[llvm] [LLVM] Add `llvm.masked.compress` intrinsic (PR #92289)

Fri Jun 7 02:41:35 PDT 2024

================
@@ -7502,6 +7504,48 @@ LegalizerHelper::lowerShuffleVector(MachineInstr &MI) {
   return Legalized;
 }
 
+LegalizerHelper::LegalizeResult
+LegalizerHelper::lowerMASKED_COMPRESS(llvm::MachineInstr &MI) {
+  auto [Dst, DstTy, Vec, VecTy, Mask, MaskTy] = MI.getFirst3RegLLTs();
+
+  MachinePointerInfo PtrInfo;
+  Register StackPtr =
+      createStackTemporary(TypeSize::getFixed(VecTy.getSizeInBytes()),
+                           getStackTemporaryAlignment(VecTy), PtrInfo)
+          .getReg(0);
+
+  LLT IdxTy = LLT::scalar(32);
+  LLT ValTy = VecTy.getElementType();
+  Align ValAlign = getStackTemporaryAlignment(ValTy);
+
+  Register OutPos = MIRBuilder.buildConstant(IdxTy, 0).getReg(0);
+
+  unsigned NumElmts = VecTy.getNumElements();
+  for (unsigned I = 0; I < NumElmts; ++I) {
+    auto Idx = MIRBuilder.buildConstant(IdxTy, I);
+    auto Val = MIRBuilder.buildExtractVectorElement(ValTy, Vec, Idx);
+    Register ElmtPtr = getVectorElementPointer(StackPtr, VecTy, OutPos);
+    MIRBuilder.buildStore(Val, ElmtPtr, PtrInfo, ValAlign);
+
+    if (I < NumElmts - 1) {
+      LLT MaskITy = MaskTy.getElementType();
+      auto MaskI = MIRBuilder.buildExtractVectorElement(MaskITy, Mask, Idx);
+      if (MaskITy.getSizeInBits() > 1)
+        MaskI = MIRBuilder.buildTrunc(LLT::scalar(1), MaskI);
+
+      MaskI = MIRBuilder.buildZExt(IdxTy, MaskI);
+      OutPos = MIRBuilder.buildAdd(IdxTy, OutPos, MaskI).getReg(0);
+    }
+  }
+
+  MachineFrameInfo &MFI = MI.getMF()->getFrameInfo();
+  MIRBuilder.buildLoad(Dst, StackPtr, PtrInfo,
+                       MFI.getObjectAlign(PtrInfo.StackID));
----------------
lawben wrote:

Just to validate my understanding: it is possible for `CreateStackObject` to change the alignment, so we technically have no guarantee that the alignment that we pass in is the stack's alignment that we actually use?
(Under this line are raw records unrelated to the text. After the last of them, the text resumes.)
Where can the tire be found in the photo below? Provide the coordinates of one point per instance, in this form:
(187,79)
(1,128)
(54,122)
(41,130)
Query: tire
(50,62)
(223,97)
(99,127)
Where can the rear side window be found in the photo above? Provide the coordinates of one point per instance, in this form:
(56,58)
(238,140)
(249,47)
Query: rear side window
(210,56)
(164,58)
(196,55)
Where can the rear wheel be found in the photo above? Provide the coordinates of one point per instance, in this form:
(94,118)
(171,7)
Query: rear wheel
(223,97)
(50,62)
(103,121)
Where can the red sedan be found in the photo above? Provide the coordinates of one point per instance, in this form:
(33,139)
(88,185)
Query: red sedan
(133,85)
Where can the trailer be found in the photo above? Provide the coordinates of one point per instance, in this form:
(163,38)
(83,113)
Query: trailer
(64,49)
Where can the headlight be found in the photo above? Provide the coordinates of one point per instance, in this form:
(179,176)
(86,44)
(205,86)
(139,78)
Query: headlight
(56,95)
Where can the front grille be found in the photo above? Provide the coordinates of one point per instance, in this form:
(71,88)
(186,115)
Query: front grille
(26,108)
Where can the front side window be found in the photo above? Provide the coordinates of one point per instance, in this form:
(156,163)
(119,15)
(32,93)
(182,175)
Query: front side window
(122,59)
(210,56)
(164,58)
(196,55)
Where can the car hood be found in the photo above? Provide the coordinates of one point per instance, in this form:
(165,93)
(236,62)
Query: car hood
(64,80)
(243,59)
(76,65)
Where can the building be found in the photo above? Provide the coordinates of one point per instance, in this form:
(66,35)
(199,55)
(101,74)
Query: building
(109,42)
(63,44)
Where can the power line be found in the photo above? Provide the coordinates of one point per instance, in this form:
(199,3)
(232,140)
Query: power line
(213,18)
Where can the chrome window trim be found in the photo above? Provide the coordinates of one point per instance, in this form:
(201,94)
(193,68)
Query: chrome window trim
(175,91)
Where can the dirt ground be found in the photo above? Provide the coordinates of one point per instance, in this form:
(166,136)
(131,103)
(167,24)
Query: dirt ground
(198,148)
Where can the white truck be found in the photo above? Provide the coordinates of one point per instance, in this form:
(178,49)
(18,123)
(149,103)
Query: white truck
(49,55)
I've seen two other approaches to this in `LegalizerHelper`. 

1) pass the alignment to `createStackTemporary()` and then just reuse that alignment object later on (somewhat similar to my first approach but without the redundant call to get the alignment). If my understanding is correct, this could technically lead to wrong alignment if the requested alignment is larger than `MachineFrameInfo::StackAlignment`. 

2) a somewhat awkward `FIDef->getOperand(1).getIndex()` in `lowerMemset()`, which I think could easily break if something changes.
https://github.com/llvm/llvm-project/blob/d5fca0f83971c8a3b9aa4a34cb8301cd4e0bf363/llvm/lib/CodeGen/GlobalISel/LegalizerHelper.cpp#L8615

I think changing the API to make it easier to get the real alignment makes sense. But this is probably a separate PR, as this would mean each caller must think about what happens when the input alignment is `!=` the frame's alignment. In light of this, I'd suggest to use `VecAlign` here, as done in approach 1) with a TODO to fix this when the API changes.

https://github.com/llvm/llvm-project/pull/92289